Ein neuer wissenschaftlicher Bericht stellt eines der schlagkräftigsten Argumente gegen das Dampfen in Frage: die Vorstellung, dass Dampflampen für Jugendliche einen wichtigen Einstieg ins Rauchen darstellen.

Die im International Journal of Environmental Research and Public Health veröffentlichte systematische Überprüfung untersucht 22 Längsschnittstudien, die jugendliche „Nie-Raucher“ über einen längeren Zeitraum hinweg verfolgten, um festzustellen, ob das Dampfen sie dazu brachte, Zigaretten auszuprobieren.

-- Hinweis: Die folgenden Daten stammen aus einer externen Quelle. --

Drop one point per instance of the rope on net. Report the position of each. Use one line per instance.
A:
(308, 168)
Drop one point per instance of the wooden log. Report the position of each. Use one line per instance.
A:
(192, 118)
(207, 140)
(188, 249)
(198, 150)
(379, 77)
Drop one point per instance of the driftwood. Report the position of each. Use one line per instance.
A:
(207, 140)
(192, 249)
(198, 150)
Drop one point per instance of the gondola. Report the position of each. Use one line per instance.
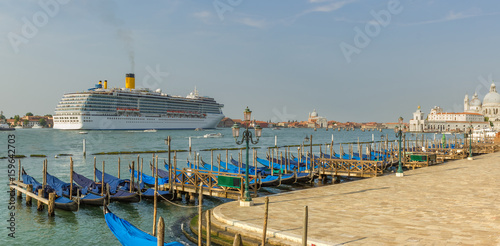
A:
(128, 234)
(150, 181)
(62, 189)
(60, 202)
(95, 188)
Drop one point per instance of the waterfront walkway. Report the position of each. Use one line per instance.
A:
(453, 203)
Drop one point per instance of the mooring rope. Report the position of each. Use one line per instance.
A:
(178, 205)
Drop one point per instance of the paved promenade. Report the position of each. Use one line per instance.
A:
(454, 203)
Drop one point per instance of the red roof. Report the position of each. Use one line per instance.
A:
(461, 113)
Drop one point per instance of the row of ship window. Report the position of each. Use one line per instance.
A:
(66, 121)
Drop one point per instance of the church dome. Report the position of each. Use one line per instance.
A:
(475, 102)
(492, 97)
(314, 114)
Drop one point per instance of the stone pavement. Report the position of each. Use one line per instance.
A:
(454, 203)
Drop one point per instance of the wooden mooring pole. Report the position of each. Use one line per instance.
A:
(155, 201)
(264, 230)
(94, 167)
(19, 194)
(70, 178)
(200, 209)
(304, 233)
(28, 198)
(160, 232)
(51, 207)
(209, 239)
(39, 204)
(119, 163)
(102, 179)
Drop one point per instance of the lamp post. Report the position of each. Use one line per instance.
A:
(399, 133)
(470, 143)
(246, 138)
(309, 139)
(382, 138)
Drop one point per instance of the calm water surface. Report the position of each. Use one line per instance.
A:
(87, 226)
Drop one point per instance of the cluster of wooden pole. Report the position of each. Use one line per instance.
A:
(28, 191)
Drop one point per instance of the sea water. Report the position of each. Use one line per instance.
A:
(87, 226)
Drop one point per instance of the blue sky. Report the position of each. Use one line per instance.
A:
(281, 58)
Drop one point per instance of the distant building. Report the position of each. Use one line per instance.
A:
(418, 122)
(438, 121)
(489, 107)
(316, 121)
(226, 122)
(35, 120)
(371, 125)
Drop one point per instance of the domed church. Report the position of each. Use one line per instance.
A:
(490, 107)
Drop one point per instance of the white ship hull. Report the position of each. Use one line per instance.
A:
(138, 123)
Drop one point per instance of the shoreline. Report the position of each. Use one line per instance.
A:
(412, 210)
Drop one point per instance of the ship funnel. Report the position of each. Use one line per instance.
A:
(130, 81)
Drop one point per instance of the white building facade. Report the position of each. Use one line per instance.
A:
(489, 107)
(440, 121)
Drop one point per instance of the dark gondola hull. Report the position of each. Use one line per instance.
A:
(70, 206)
(151, 197)
(93, 202)
(288, 180)
(129, 197)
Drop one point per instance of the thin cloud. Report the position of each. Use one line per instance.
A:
(203, 15)
(451, 16)
(332, 6)
(324, 8)
(253, 22)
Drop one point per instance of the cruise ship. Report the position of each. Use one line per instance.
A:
(128, 108)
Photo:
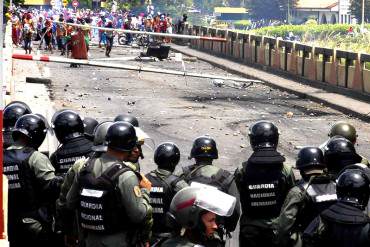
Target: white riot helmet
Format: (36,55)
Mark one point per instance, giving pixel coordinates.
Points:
(188,204)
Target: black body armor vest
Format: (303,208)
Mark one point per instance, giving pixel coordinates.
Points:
(22,182)
(263,186)
(161,195)
(101,209)
(346,226)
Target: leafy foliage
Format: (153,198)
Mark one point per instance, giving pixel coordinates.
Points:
(356,9)
(330,36)
(270,9)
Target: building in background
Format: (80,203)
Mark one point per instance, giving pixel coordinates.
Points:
(324,11)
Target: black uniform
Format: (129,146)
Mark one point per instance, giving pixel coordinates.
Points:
(70,151)
(303,203)
(263,182)
(33,185)
(344,223)
(164,187)
(341,225)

Diese Studien – und die darauf aufbauenden Meta-Analysen – haben viele Schlagzeilen und politische Erklärungen untermauert, in denen behauptet wird, dass jugendliche Dampfer mit einer mehrfach höheren Wahrscheinlichkeit zu Rauchern werden.

Aber als die Autoren das Gesamtbild rekonstruierten, stellten sie fest, dass diese „Gateway“-Analysen auf einem überraschend kleinen und stark selektierten Ausschnitt der jugendlichen Bevölkerung beruhten.

Nur 5% der Rauchanfänge in diesen Kohorten sind auf das Dampfen zurückzuführen

Das Überprüfungsteam unter der Leitung des französischen Lungenfacharztes Bertrand Dautzenberg griff, wo immer möglich, auf die ursprünglichen Kohortendaten zurück. Sie fügten die Jugendlichen wieder hinzu, die aus den Unterkohorten der „Nie-Raucher“ ausgeschlossen worden waren – darunter Jugendliche, die bereits rauchten, und solche, die zu Beginn der Studie sowohl rauchten als auch dampften.

Als sie das taten, zeigte sich eine ganz andere Geschichte. Bei 22 Kohorten mit rund 129.800 Jugendlichen schätzen die Autoren, dass „E-Zigaretten nur zu 5,3 Prozent der T2-Zigarettenexperimente beitragen“ – das heißt, nur etwa einer von zwanzig neuen jugendlichen Zigarettenexperimentatoren in diesen Datensätzen folgte dem Pfad „Nie-Raucher → Vaper → Raucher“.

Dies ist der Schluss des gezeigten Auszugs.